As discussed in Part 6 of our on going series on the inner workings of Portaledge, Portaledge has an event hierarchy. The hierarchy (from smallest to largest) consists of: Event Triggers, which cause Events, which are correlated in a class into Event Class Events. Events and Event Class Events can be correlated across Event Classes into Meta Events.
Meta Events are the most telling of Portaledge’s alerts. They indicate more complete attacks, by this I mean if you see a Meta Event chain composed of an Enumeration Event followed by a Penetration Event and then an Escalation Event, you can be fairly certain that an attacker is playing on your control system. While individual Events and Event Class Events will reveal attacks, they also are more susceptible to false positives and may not provide enough information on what an attacker is doing. The Meta Events through their correlation help to gain better insight into the bigger picture of what is occurring.
A meta event occurs when two or more Event Class Events can be correlated on a commonality. There are no specific names for meta events. Instead the meta event is named by the Event Class Event chain that triggered the Meta Event.

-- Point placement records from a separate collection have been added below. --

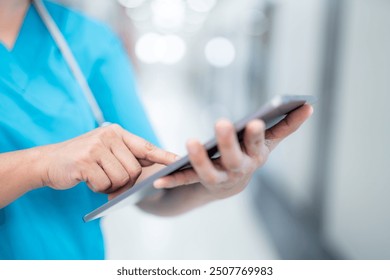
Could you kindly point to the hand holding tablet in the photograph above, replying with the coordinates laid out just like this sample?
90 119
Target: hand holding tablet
229 174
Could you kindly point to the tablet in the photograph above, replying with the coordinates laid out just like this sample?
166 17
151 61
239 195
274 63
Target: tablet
271 113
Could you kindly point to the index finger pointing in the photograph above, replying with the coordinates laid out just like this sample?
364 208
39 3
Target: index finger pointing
145 150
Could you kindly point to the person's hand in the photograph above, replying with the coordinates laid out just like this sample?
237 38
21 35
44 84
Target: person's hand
230 173
108 159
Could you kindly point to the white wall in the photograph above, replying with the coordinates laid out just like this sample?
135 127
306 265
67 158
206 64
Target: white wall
296 45
358 202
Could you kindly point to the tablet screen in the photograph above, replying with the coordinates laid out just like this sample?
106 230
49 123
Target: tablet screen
271 113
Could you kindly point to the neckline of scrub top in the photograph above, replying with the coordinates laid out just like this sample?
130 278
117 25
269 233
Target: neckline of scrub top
20 63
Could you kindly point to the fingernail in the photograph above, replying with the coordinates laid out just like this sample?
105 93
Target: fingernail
158 184
192 147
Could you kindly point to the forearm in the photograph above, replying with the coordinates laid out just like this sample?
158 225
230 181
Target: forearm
20 172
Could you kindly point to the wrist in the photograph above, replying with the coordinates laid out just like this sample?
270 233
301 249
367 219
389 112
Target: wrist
38 167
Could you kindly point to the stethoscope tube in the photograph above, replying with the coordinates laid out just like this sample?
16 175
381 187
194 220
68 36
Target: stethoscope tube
71 61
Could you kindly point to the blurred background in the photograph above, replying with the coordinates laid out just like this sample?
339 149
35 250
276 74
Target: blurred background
325 192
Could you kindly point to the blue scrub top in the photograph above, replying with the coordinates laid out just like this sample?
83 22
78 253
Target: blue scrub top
41 103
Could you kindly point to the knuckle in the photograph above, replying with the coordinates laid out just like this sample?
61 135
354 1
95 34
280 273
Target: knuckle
110 131
235 165
211 179
149 147
136 171
102 185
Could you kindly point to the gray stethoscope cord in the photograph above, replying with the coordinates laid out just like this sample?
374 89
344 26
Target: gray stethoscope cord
70 60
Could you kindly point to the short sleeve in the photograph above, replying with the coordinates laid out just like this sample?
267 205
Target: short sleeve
113 83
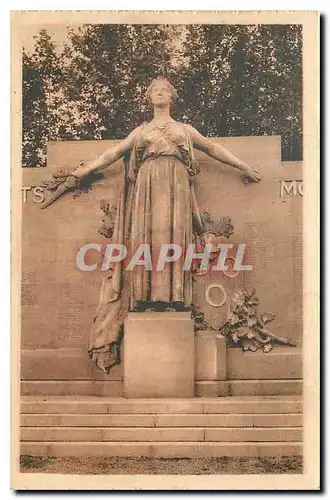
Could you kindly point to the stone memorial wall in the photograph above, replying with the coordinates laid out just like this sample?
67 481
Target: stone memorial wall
59 300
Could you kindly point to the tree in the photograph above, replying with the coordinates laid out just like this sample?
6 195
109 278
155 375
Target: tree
232 80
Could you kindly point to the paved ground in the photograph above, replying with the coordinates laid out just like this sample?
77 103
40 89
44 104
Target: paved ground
116 465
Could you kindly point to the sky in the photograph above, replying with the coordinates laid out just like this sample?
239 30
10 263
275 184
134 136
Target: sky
58 32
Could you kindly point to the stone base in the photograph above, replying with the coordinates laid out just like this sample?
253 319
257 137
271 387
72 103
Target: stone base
211 356
159 353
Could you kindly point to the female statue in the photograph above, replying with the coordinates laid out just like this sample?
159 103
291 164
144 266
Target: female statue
157 205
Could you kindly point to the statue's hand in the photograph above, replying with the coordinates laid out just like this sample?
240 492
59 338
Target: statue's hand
251 174
72 182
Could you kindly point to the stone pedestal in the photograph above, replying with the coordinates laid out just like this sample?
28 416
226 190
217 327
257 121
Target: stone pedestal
210 364
159 353
211 356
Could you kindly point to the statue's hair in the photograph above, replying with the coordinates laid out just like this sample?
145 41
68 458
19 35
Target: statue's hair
174 94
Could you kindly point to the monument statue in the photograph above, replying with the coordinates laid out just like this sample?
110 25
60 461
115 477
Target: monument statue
157 205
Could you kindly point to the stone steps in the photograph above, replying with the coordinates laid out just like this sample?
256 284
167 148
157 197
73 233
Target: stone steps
98 405
161 434
196 427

Some generic examples would be:
- Meta Event Chain: Reconnaissance>Enumeration>Exploitation
- Meta Event Chain: Enumeration>Availability
- Meta Event Chain: Escalation>Communication>Obfuscation
The Meta Event module correlates events on commonalities. Such commonalities may include: source IP, destination IP, source port, destination port, time, or event type, such as Availability Event alerts of the same type at about the same time. The Portaledge ACE module that produces the Meta Events will be more “intelligent” with each release. The initial release will provide simple correlations as noted above.
For a more specific example consider the case where an attacker port scans a PLC that resides on a control system at 192.168.10.25. The IP Flow monitor feeds the scan data to the Enumeration Event Class TCP Port scan event which sees the port scan and throws an alert. The comm stack of the PLC is overloaded by the port scan introducing latency into the PLC’s comm stack. The Field Device Network Latency alert is then triggered by the introduced latency on the field device. The Meta Event module sees the two event and correlates the destination IP of the scan with the IP address of the device that has incurred a Field Device Network Latency event, sorting the events by time stamp and chaining them into an Enumeration>Availability Meta Event. TCP Port scan and Field Device Network Latency are the specific components of the Meta Event chain.